Students too can make a difference.  Having a great chemistry teacher as a mentor goes a long way.  Having a wonderful wife to walk the beach with gets me there.

“The Dirty Dozen” – Dr. Maywald

A few days ago I spent a good deal of time with Dr. Chrostoph Maywald, D.C. a chiropractor and friend.  He also specializes in sports therapy.  Several years ago he did several clinics for our tennis teams at Quincy High School.  The entire school couldn’t win much of anything on the athletic fields.  The student / athletes were so frantic to win that they forgot about playing each point, one at a time.  The next year after his training our team team qualified for the state tournament.

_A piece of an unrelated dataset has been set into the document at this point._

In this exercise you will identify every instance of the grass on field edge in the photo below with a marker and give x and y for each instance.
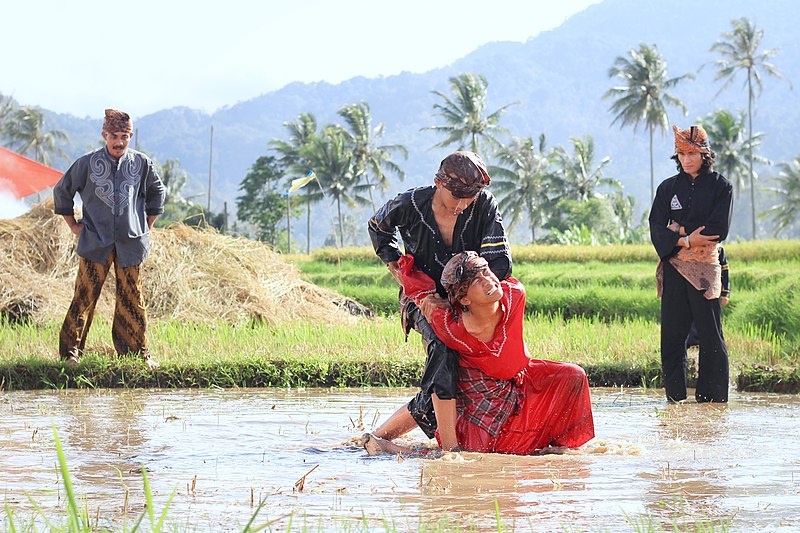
(97, 371)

Dr. Maywald’s mind darts from one wellness area to others.  His life has been one of discovery and providing wellness.

He introduced me (the Square Foot Gardener) to “The Dirty Dozen”. This is a list of foods most commonly contaminated with pesticides.

In addition, we read about the super food kale and yet a 2008 test revealed that “some samples were contaminated with two organophosphates – chlorpyrifos and oxydemeton-methyl”.

Some fruits and vegetables metabolize chemicals more readily than others.  Therefore as you look at the list in the above URL, you will know what to eliminate from you non-organic shopping list.  The solution – spend a lot of money on organic or just grow it: 1 Square Foot at a Time.  

It is good to have doctors who look after their patients in a holistic manner.


The above photo is a typical SFG that you too can grow organically.